The high-yielding Indonesian rupiah fell and the Malaysian ringgit slipped on Tuesday as renewed concerns about the US mortgage industry forced investors to once again reduce risky positions.
The yen too rallied overnight, showing that traders and fund managers were reviewing carry trades, in which they borrow cheap yen to invest in other high-yielding assets.
Traders said they feared that a global sell-off in equity markets and other high-yielding assets, which seemed to have abated last week, had resumed. "This is a continuation from where we left off two weeks ago. The yen's recovery is no coincidence," said one Singapore-based trader.
The Indonesian rupiah shed 0.4 percent, retreating to levels near 9,200 per dollar it had traded last week. The Philippine peso also fell a quarter of a percent to around 48.50 per dollar.
The Malaysian ringgit fell 0.15 percent to 3.5 per dollar. The Chinese yuan was steady, despite economists' expectations that the currency should appreciate faster after Monday's trade data. That data showed China had a trade surplus of $23.76 billion for February, three times bigger than expected.
A Jakarta-based trader said much of the rupiah selling was driven by offshore players who seemed to have lost interest in holding on to Indonesian government bonds.
"Looks like this is an unwinding of dollar/Asian positions," another trader said. US and European stock markets were weighed down overnight by worries over US subprime mortgages. New Century Financial Corp, one of the largest US subprime lenders, said on Monday its lenders were planning to cut off its financing. Countrywide Financial Corp, the biggest US mortgage company, said its subprime exposure may result in earnings volatility.
One options trader said players were selling implied currency volatilities on the emerging Asians, on the view that the stock market rout had ended and risk appetite would return. But by late Asian trading, even Asia's safe-haven currencies such as the Singapore dollar were being sold.
The Sing dollar fell to 1.5290 from a 1.5265-1.5270 per US dollar level it had held since Monday. "The Sing dollar will behave as a low-yielder. It might appreciate a tinge if risk-aversion comes back," a trader said.

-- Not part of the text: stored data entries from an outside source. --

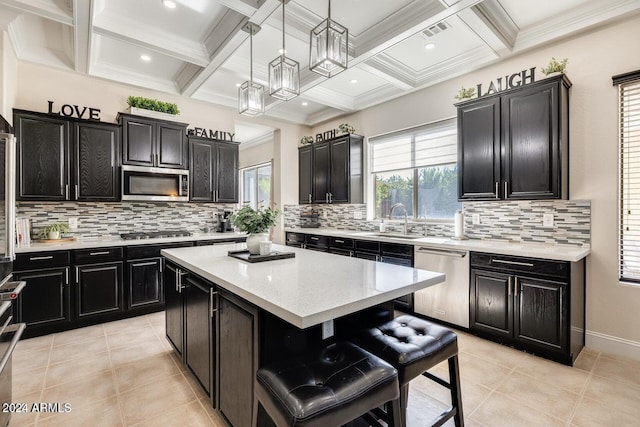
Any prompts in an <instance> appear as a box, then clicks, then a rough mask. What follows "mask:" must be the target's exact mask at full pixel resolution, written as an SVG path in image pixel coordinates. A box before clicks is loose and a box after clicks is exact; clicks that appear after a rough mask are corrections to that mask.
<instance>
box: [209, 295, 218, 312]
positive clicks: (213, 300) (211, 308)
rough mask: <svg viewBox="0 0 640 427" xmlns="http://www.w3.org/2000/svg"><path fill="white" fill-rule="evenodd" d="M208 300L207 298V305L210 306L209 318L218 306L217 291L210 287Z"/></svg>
mask: <svg viewBox="0 0 640 427" xmlns="http://www.w3.org/2000/svg"><path fill="white" fill-rule="evenodd" d="M209 295H210V300H209V306H210V307H211V318H212V319H213V316H215V312H216V311H218V307H217V304H216V303H217V302H218V301H217V295H218V292H217V291H214V290H213V288H211V292H210V294H209Z"/></svg>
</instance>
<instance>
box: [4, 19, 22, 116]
mask: <svg viewBox="0 0 640 427" xmlns="http://www.w3.org/2000/svg"><path fill="white" fill-rule="evenodd" d="M17 85H18V60H17V59H16V54H15V52H14V50H13V46H12V45H11V41H10V40H9V35H8V34H7V32H6V31H0V115H2V116H3V117H4V118H5V119H7V121H8V122H9V123H13V114H12V113H11V110H12V109H13V106H14V104H15V101H16V93H17Z"/></svg>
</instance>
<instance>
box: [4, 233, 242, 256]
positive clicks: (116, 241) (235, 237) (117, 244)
mask: <svg viewBox="0 0 640 427" xmlns="http://www.w3.org/2000/svg"><path fill="white" fill-rule="evenodd" d="M238 237H246V234H244V233H200V234H193V235H191V236H183V237H162V238H156V239H139V240H125V239H122V238H120V237H105V238H96V239H78V240H73V241H61V242H60V243H36V242H34V243H31V245H30V246H23V247H19V248H16V253H28V252H44V251H66V250H71V249H91V248H106V247H112V246H137V245H154V244H163V243H175V242H193V241H198V240H225V239H234V238H238Z"/></svg>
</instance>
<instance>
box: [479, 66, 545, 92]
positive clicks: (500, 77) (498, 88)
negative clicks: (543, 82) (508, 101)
mask: <svg viewBox="0 0 640 427" xmlns="http://www.w3.org/2000/svg"><path fill="white" fill-rule="evenodd" d="M535 81H536V67H533V68H530V69H528V70H522V71H520V72H519V73H515V74H511V75H510V76H504V77H499V78H497V79H496V80H495V82H491V83H489V89H487V91H486V92H482V84H479V85H478V86H477V88H478V98H482V97H483V96H485V95H492V94H494V93H498V92H502V91H503V90H507V89H512V88H514V87H520V86H523V85H526V84H528V83H533V82H535Z"/></svg>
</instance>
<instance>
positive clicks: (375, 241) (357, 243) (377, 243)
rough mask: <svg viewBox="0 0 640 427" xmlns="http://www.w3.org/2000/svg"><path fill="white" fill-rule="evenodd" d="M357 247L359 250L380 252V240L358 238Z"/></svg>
mask: <svg viewBox="0 0 640 427" xmlns="http://www.w3.org/2000/svg"><path fill="white" fill-rule="evenodd" d="M355 247H356V251H358V252H371V253H375V254H378V253H380V242H377V241H373V240H356V241H355Z"/></svg>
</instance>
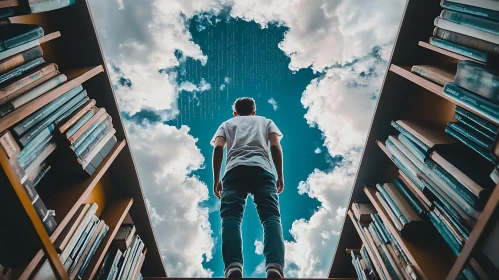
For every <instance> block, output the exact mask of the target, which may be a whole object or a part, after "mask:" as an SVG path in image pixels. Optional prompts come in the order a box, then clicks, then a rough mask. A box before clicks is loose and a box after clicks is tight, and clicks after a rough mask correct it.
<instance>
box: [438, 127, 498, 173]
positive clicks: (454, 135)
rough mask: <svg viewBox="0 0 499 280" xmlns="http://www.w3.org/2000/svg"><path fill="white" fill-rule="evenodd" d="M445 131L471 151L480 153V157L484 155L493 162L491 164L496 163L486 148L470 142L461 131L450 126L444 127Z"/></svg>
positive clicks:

Interbank rates in Singapore are just around 3 percent for a month, far below the 9 percent yields in Indonesia and levels of between 4.5 and 5 percent in South Korea.
Asian currencies had rallied on Monday after Friday's strong US jobs data allayed concerns over any weakness in the US economy and rate cuts by the Federal Reserve. But traders said the market would remain edgy ahead of more data from the United States, including retail sales on Tuesday and consumer price data later this week.